Rudi hanya tersenyum menanggapi cuitan Ivan. Lalu Ivan dan Sita keluar meninggalkan Rudi, yang kemudian pindah ke kamarnya untuk 'prepare'.
***
Panas matahari membuat Sita ingin segera masuk ke dalam rumah dan menyalakan AC. Sebelum masuk kamar, dia ingin meletakan belanjaannya di dapur. Langkahnya memelan ketika mendapati Rudi shirtless di sana. Jantungnya berdegup tidak beraturan melihat Rudi hanya bertelanjang dada.
"Ohh ... Sh*it!" Rudi kaget menyadari dirinya tak memakai baju, ketika Sita datang membawa banyak belanjaan yang kemudian di taruhnya di meja dapur.
"Mmmm ... Maaf, Sita, panas banget cuacanya."
Mata mereka beradu. Sita hanya menggangguk menananggapi kata Rudi. Kemudian berbalik menuju kamarnya sambil memegang dadanya dan meyakinkan bahwa dia baik-baik saja.
Di dalam kamar Sita buru-buru mengganti pakaiannya dengan dress tanpa lengan, dan tali kecil yang menggantung di pundaknya. Dinyalakannya AC dengan mode terendah. Ivan masuk ke kamar dengan membawa minuman dingin di tangannya.
"Panas, Sayang?"
"Iya, Mas. Panas banget."
"Ini minum." Ivan memberikan minuman itu kepada Sita.
"Aku mandi dulu ya, Sayang. Gerah banget."
"Gak boleh langsung mandi, Mas. Ngadem dulu." Kemudian Sita meneguk minumannya, dengan leher naik turun membawa cairan dingin itu ke dalam perutnya.
"Tadi udah, Sayang."
Beberapa menit kemudian, Ivan kembali dari kamar mandi dengan rambut basah dan bulir-bulir air di tubuhnya.
"Kenapa masih panas banget, sih?" gerutu Sita.

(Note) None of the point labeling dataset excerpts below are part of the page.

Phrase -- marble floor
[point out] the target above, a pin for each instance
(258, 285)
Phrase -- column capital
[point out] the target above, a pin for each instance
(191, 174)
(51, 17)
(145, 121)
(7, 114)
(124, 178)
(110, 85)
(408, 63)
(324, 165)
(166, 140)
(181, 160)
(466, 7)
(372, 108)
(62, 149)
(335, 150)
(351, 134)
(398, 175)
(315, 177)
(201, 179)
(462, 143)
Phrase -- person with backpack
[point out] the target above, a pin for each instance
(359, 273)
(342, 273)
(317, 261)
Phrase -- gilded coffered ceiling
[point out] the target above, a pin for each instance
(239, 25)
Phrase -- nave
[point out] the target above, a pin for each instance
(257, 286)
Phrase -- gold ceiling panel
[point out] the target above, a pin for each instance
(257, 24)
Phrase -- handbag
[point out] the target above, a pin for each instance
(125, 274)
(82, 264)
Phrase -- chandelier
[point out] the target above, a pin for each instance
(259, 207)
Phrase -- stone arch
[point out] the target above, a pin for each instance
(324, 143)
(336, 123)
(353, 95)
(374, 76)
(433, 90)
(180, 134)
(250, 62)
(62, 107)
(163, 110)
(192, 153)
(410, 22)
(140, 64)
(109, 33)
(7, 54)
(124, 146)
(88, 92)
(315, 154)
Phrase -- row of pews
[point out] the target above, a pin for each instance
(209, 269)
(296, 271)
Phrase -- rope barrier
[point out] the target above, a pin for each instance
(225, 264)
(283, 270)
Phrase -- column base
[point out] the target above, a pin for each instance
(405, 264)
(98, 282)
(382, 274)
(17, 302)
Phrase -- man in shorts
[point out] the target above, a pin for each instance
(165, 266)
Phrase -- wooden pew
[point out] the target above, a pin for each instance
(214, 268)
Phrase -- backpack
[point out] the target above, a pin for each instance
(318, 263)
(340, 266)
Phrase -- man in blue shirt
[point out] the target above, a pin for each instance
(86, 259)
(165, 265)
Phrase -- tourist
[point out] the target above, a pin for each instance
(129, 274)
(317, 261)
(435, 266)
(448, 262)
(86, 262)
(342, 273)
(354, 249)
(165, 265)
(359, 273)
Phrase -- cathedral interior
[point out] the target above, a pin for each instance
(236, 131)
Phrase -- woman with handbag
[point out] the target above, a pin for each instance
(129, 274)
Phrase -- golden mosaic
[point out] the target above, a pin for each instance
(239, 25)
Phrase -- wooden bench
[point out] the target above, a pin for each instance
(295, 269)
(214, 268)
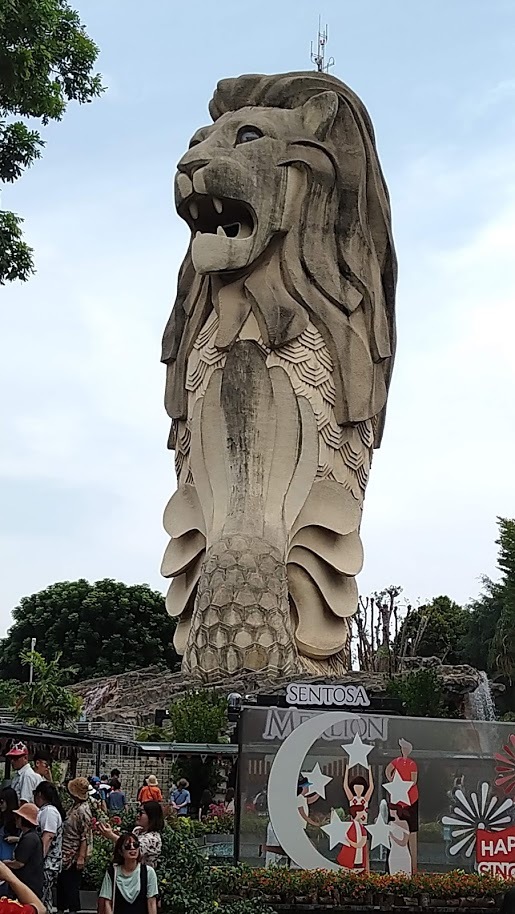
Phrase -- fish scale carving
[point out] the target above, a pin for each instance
(279, 352)
(237, 598)
(309, 366)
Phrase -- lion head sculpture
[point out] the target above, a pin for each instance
(279, 353)
(284, 193)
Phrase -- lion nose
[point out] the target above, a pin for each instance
(190, 164)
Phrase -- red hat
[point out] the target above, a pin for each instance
(29, 812)
(17, 750)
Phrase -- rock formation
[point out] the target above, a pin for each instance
(279, 352)
(132, 698)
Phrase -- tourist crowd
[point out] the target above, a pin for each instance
(45, 848)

"Kenapa, Sayang?" Sita menoleh ke sumber suara. Melihat suaminya yang hanya menggunakan handuk, tubuh Sita memanas dan jantungnya berirama cepat. Kemudian, dihampirinya sang suami. Di dorongnya Ivan ke pintu lemari, hingga terbentur punggungnya ke benda berpelitur tersebut.
Sita menciumi Ivan dari atas sampe bawah hingga dia menemukan sesuatu yang masih tergantung lemas di tubuh Ivan. Di lahapnya benda itu membuat Ivan mengerang.
"Akkhhhhh ... Sayang."
Tiba-tiba gawai milik Ivan berbunyi.